0

I am trying to learn regex and I fail to understand the differences in the usage of many code

/apples??/
/.*?[0-9]*/
/.*?[0-9]+/

On the result I understood that if I use ? with any thing it makes that step optional (or just neglecting it)

e.g.: the first command will only match apple and not apples the second command will match 26 in page 26

I expected that the 3rd command will do the same but it matched the whole page 26 string.

B Luthra
  • 153
  • 9

3 Answers3

2

? means many different things in a regex, depending on context.

When used as a quantifier it means "optional". For example, [0-9]? matches 0 or 1 digits (an optional digit).

However, when applied to another quantifier, it means "non-greedy". Normal quantifiers try to match as many times as possible (giving up matches only if the rest of the regex would fail otherwise). Non-greedy matching inverts this: It first tries to match as few times as possible and only matches more if the rest of the regex would fail otherwise.

For example, a[a-z]*b applied to abcdebafcbad matches abcdebafcb (or (abcdebafcb)ad(using parentheses to mark the match)). [a-z]* will first consume the whole string, only giving back characters until the following b can match.

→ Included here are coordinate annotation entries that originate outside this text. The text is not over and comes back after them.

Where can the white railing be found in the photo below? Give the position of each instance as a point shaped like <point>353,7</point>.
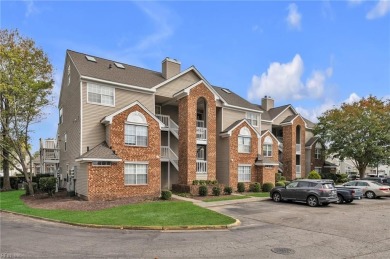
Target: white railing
<point>298,148</point>
<point>201,133</point>
<point>201,167</point>
<point>164,119</point>
<point>298,171</point>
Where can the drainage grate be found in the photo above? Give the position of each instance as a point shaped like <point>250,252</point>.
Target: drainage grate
<point>282,250</point>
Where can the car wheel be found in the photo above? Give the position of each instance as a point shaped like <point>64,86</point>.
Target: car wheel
<point>312,201</point>
<point>370,195</point>
<point>340,199</point>
<point>276,197</point>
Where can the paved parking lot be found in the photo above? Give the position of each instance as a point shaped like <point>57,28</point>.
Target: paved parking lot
<point>269,230</point>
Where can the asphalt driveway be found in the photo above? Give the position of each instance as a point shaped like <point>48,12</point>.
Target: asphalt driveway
<point>269,230</point>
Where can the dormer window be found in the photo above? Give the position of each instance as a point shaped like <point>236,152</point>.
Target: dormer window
<point>136,130</point>
<point>244,141</point>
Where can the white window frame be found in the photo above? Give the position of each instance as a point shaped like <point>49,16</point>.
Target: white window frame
<point>101,88</point>
<point>244,173</point>
<point>137,165</point>
<point>251,117</point>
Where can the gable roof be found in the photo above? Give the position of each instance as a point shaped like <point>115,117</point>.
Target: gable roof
<point>108,119</point>
<point>100,152</point>
<point>236,100</point>
<point>130,75</point>
<point>228,131</point>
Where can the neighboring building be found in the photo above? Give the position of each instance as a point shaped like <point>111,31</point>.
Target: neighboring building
<point>126,131</point>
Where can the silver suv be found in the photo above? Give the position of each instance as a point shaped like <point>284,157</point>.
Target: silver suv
<point>312,192</point>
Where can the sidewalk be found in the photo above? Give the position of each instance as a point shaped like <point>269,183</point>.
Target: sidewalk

However, a[a-z]*?b applied to abcdebafcbad matches ab (or (ab)cdebafcbad(using parentheses to mark the match)). [a-z]*? first starts out by matching no characters at all, and because b is able to match immediately, that's where the regex stops.

As for your examples:

The first thing you need to understand about regexes is the outer loop. There is a loop that tries to invoke the regex engine at every position in the input string, from left to right. If a match is found, the loop stops and reports success. If all positions are exhausted without finding a match, the loop stops and reports failure.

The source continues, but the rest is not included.